Immigration italienne : le débat dans la presse des années 1920
Dans l'entre-deux-guerres, la forte immigration italienne, incitée par le patronat et les pouvoirs publics pour reconstruire le pays, effraie une partie de l'opinion et de la presse.
« Si vous voulez faire fortune, conservez avec soin un Français. Dans cinquante ans, vous pourrez le montrer dans toute la Gascogne comme un exemplaire unique d'une race disparue. »
Cette plaisanterie qui circule à la fin des années 20 dans le Sud Ouest (rapportée en 1929 par L'Echo de Paris) exprime bien les peurs nées de l'immigration italienne soutenue que connaît la France de l'entre-deux-guerres. Le pays est alors exsangue : aux pertes matérielles et au retard économique s'ajoute un bilan démographique dramatique (1 325 000 de morts au front, 1 100 000 blessés et mutilés).
Pour faire face à la pénurie de main d'oeuvre, les appels politiques à l'immigration de travail se multiplient dans les années 20 et le patronat favorise l'introduction en France de travailleurs agricoles italiens. La forte immigration italienne qui en résulte suscite parmi une partie de la presse et de l'opinion des réactions de peur voire d'hostilité.
En 1925, Le Journal appelle les pouvoirs publics à réglementer cette immigration :
"À certains égards, ils nous rendent service, en venant cultiver des terres que nous laissions à l'abandon. À maintes reprises, nous avons fait appel sans dommage à leur concours ouvrier et, volontiers, nous le considérerions encore comme le bienvenu.
Mais cette fois, il s'agit d'une entreprise de dépossession, puissante et durable. Les immigrants italiens poursuivent de vastes desseins. Les sacrifices consentis, leurs grandes dépenses de premier établissement, les projets à longue échéance qu'ils ne dissimulent pas montrent qu'il s'agit, pour eux, d'une œuvre de longue haleine. […]
Bref, ils emménagent chez nous définitivement."
Dans un pays largement rural, c'est la maîtrise des terres agricoles qui préoccupe particulièrement :
"C'est la première fois, depuis des siècles, qu'un peuple étranger prend, en corps, possession de notre sol. […]
Or, tandis que l'Italie nous submerge dans le sud, les Anglais, les Américains, les Suisses, les Tchèques, les Polonais, que sais-je encore, vingt peuples nous envahissent à la fois. Dans l'état actuel de notre change, qui peut empêcher les Allemands d'acheter nos champs et nos usines par départements entiers ? Déjà, nous ne sommes plus les maîtres à Paris, dans le Nord, en Normandie, dans l'Yonne, sur, la côte d'Azur et sur la côte basque.

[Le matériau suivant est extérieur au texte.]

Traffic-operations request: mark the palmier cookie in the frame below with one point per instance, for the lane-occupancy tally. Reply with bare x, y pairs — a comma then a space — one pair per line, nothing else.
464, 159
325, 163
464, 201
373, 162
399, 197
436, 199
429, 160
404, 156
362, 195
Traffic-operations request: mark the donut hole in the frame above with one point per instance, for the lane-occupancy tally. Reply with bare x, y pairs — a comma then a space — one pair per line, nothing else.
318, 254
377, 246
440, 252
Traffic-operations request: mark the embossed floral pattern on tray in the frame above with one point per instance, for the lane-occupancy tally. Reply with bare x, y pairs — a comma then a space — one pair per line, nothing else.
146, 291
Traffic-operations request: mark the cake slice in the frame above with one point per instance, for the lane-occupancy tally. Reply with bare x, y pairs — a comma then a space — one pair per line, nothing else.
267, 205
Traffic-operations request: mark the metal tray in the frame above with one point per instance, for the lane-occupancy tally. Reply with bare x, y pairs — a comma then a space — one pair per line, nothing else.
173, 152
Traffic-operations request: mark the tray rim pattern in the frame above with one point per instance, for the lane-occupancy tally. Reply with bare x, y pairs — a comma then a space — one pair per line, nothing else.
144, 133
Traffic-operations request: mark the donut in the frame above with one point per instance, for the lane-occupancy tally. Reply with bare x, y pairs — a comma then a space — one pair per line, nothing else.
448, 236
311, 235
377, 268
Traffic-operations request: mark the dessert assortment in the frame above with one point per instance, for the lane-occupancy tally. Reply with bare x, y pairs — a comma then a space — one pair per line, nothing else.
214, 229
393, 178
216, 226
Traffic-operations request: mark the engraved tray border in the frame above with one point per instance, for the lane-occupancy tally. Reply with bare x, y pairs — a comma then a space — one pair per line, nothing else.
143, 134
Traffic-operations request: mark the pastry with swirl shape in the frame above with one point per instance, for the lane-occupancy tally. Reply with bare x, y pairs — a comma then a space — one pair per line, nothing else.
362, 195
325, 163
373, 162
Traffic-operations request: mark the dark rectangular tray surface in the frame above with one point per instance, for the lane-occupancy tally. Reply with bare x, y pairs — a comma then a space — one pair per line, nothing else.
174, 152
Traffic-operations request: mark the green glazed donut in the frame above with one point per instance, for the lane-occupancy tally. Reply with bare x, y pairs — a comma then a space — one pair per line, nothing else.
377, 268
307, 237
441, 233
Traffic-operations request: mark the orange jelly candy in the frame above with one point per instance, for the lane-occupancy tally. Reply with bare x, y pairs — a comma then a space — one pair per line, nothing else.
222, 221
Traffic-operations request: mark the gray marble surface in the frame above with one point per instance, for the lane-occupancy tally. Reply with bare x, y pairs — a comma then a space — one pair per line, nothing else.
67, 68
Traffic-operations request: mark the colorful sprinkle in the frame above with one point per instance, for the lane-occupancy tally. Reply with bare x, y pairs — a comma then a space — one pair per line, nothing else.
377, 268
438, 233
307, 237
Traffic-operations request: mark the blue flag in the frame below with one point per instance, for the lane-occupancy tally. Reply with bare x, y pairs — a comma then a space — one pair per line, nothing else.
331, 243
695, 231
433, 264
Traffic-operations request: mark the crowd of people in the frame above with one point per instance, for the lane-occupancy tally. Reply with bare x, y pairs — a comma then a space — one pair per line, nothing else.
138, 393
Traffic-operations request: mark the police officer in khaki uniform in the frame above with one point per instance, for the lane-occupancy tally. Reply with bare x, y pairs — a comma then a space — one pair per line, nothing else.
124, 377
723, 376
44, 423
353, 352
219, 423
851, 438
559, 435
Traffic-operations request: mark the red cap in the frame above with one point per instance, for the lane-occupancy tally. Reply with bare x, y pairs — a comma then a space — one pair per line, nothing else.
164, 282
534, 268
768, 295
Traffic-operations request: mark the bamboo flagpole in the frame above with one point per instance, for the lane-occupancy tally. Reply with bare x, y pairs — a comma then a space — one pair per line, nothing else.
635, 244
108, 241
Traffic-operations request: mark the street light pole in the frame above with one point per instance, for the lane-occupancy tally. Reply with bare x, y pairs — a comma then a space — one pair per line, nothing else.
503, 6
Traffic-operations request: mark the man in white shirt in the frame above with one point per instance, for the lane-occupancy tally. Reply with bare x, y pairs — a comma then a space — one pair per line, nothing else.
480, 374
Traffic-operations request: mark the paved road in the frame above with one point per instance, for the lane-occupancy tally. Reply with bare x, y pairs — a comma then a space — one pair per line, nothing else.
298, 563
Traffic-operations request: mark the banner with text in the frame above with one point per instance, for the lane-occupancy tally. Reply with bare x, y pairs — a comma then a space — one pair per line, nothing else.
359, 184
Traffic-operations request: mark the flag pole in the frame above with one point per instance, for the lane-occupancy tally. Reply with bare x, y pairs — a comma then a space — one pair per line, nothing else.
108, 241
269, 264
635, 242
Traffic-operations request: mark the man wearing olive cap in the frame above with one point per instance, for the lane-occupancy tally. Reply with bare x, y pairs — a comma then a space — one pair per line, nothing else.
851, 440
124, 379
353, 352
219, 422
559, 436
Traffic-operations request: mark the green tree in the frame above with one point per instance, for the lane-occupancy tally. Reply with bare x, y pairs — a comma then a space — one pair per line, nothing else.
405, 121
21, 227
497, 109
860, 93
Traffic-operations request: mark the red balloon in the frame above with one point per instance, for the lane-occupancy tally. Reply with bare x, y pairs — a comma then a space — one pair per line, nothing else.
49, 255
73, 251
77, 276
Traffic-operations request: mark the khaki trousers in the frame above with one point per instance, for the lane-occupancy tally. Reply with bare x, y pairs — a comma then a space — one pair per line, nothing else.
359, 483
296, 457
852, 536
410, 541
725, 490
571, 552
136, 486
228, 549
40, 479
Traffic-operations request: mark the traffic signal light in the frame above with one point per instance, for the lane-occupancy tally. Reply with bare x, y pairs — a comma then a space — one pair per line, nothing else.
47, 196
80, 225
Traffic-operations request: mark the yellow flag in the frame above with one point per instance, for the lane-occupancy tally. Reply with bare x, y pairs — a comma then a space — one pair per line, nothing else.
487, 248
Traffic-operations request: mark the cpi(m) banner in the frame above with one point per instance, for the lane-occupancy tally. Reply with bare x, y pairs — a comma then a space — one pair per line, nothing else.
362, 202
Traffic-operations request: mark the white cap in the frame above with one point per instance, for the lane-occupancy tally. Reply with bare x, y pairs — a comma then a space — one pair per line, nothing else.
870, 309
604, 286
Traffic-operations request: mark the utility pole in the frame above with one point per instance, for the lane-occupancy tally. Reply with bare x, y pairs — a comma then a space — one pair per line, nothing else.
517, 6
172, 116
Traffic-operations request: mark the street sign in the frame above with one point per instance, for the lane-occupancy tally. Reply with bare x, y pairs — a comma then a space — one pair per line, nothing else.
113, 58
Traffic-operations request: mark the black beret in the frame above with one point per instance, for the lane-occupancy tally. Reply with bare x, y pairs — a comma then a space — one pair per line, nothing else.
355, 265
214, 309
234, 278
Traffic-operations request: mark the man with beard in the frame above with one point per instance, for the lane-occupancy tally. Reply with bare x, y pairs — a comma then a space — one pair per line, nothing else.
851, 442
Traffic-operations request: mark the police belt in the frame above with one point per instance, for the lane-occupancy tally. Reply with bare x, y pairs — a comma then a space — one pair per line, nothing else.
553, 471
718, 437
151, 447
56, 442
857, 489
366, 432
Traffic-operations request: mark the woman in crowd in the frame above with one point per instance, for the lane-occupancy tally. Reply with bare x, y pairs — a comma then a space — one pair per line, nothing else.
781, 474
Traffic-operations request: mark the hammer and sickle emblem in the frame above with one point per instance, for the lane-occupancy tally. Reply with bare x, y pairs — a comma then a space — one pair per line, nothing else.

La race française était foncièrement terrienne. Qu'adviendra-t-il d'elle quand elle se sera laissé déraciner ?"
En 1928, le journal conservateur Le Matin se penche sur les causes de l'émigration des Italiens en France :
"Pays déjà surpeuplé avant la guerre, l'Italie est le seul belligérant qui soit sorti du conflit mondial avec un excédent de population. La France, au contraire, se dépeuple ; aux pertes que lui a causées la grande guerre s'ajoute une dénatalité, hélas toujours croissante, de telle sorte que l'étendue de territoire excède ses possibilités de culture. D'un côté, trop de bras et pas assez de terre ; de l'autre, trop de terre et pas assez de bras. Nos voisins devaient fatalement chercher à déverser chez nous le trop-plein de leur population."
Pourquoi l'immigration italienne fait-elle plus peur qu'une autre ? L'Homme Libre répond ainsi :
"[…] il est un produit qu'il nous faut, à nous Français, importer à tout prix si nous voulons que la France vive : ce produit, c'est le travailleur agricole, c'est l'immigrant, et il n'y a que deux nations en Europe qui puissent nous fournir cet afflux de sang nouveau et régénérateur : la Pologne et l'Italie.
Mais M. Mussolini ne se contente pas de limiter autant que possible l'émigration italienne : il prétend constituer, grâce à elle, en France, des îlots italiens rebelles à toute assimilation. Comment, pour cette raison et pour beaucoup d'autres, la France ne préférerait-elle pas l'immigration polonaise à l'immigration italienne ?"
L'Humanité de son côté dénonce régulièrement les conditions d'accueil et de vie de ceux que l'on a pourtant incités à venir. "Ainsi la France bourgeoise traite-t-elle les esclaves qu'elle a racolés", regrette le quotidien communiste en 1927.
La crise des années 30 met un frein à l'immigration italienne, que la guerre achèvera de stopper.